Starting Uni?

Follow this guide to a sucessful first year at university

Horticulture hippies sprawled on the grass, college jocks and sorority queens…Or that all embracing awe inspiring professor challenging you to delve into the depths of your intellectual consciousness. Umm you may want to ditch the Hollywood guide to university and really get prepared.

Gap Years and Choosing a Degree

Despite 13 or so years to think about what they want to be most students have absolutely no idea about choosing a career path upon completing VCE.
Enrolment and course selections are often made on the premise of status, lucrative career prospects or adequate enter requirements with less consideration to genuine interests.

Sydney University educational psychologist Professor Andrew Martin finds students taking a year in between high-school and university to travel or work are more refreshed and open minded enabling them to better adapt to university life, “Gap years can be a useful time for those students who are uncertain in their post school plans or are less academically motivated upon completing school.”

With 1 in 5 Australian university students failing to complete their tertiary studies the University of Melbourne aimed to address completion rates by introducing a new academic model in 2008.

The ‘Melbourne Model’ has first year students selecting from a range of undergraduate degrees from arts to sciences designed to lay the foundations of scholarship. Upon completing the 3 year courses students will hopefully be better equipped to select a post graduate degree in a professional field such as teaching or law.

“Talking to final year students is the best indication of what to expect from your degree and which are the best subjects to choose.” Sophia Floudiotis, 19

Expectations versus Reality

First year students may expect subjects to be a continuation of where they left off at high school. Correction- university challenges you to question things you’ve been taught.

Entering classes with an open mind and willingness to adapt to new ways of thinking is paramount.

“Expecting uni life to be like American shows led me to be disappointed with the social scene. It was alot more difficult to gain new friends as people weren’t hanging around campus between breaks and after classes.” Chris Theodoulou, 21

“From what you hear the load of work is a lot less and easier…Boy that’s wrong!

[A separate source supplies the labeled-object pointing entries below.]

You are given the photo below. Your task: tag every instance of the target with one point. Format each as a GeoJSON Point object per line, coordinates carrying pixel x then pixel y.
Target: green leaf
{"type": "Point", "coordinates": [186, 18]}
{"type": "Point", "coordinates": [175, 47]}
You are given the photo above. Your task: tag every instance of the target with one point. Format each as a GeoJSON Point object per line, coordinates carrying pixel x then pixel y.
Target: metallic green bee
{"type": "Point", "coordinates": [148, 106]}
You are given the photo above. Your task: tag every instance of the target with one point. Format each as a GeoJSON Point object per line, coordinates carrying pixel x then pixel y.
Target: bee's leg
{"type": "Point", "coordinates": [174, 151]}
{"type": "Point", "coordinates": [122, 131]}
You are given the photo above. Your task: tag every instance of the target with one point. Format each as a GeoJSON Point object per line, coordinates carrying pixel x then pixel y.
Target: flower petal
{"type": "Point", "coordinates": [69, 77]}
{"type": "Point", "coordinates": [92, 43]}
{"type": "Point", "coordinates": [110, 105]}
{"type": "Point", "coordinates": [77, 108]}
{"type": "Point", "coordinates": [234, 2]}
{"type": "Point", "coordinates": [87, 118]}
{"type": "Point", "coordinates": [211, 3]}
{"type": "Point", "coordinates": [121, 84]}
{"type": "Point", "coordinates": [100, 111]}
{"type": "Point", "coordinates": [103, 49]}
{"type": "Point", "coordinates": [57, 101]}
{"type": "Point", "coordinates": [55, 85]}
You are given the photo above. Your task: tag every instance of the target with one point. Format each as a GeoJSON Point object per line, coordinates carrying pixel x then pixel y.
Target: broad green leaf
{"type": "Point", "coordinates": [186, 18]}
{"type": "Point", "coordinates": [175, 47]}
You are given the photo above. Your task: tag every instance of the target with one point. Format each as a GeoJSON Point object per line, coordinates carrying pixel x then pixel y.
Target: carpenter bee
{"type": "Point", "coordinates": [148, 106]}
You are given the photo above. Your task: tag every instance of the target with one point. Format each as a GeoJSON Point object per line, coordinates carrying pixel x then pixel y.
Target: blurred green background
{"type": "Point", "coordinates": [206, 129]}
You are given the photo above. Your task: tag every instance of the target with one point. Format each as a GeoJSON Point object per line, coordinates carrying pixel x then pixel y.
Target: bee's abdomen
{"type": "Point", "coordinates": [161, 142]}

It is more easier to fall behind than high school.” Annmarie Geros, 19

The trap of the contact hours

Depending on your course, contact hours can range anywhere from 35 to just 10 hours per week!

But don’t be fooled by equating less hours to less commitment. The bulk of learning occurs outside of class where it is important not to underestimate the time needed to complete weekly readings, essay research and referencing.

Teacher feedback and communication is infrequent so swapping emails with fellow peers is the best way to stay informed especially during absence as teachers won’t chase you down

“Without teachers to drive you it’s all up to you to manage your time effectively by balancing your social life against a disciplined study plan.” Stephanie Raios, 19

The social network

Creating a balance between work and play is essential for staying on top of things and feeling energized.

Study groups are a great way to condense heavy learning materials, maximize comprehension and allow you more free time. Your new peer community isn’t as pigeon holed as high school evident from the number of quirky clubs and social events around.

Lex Georgiou, president of the National Union of Greek Australian students says Hellenic university societies provide great social networks for first years,

“There are opportunities to meet new people, engage in Hellenic culture and continue the legacy of Greek-Australian students.”

“I actually haven’t joined any clubs but I created SUGAS -Swinburne University Greek Association and have met many new people.” Alexander Mexias, 19
“Try to establish your party and study habits early on. After first semester it’ll all be easier to manage.” Isabelle Petrou, 19

First week check list

• Attend Orientation Week to collect maps, information on library tours and study skills/referencing workshops
• Establish a good report by introducing yourself to all your lecturers and teachers
• Print lecture slides to ease note taking
• Use a map on the first day to locate all your classrooms for the semester
• Print and read unit guides writing each assessment and due date on a calendar or white-board.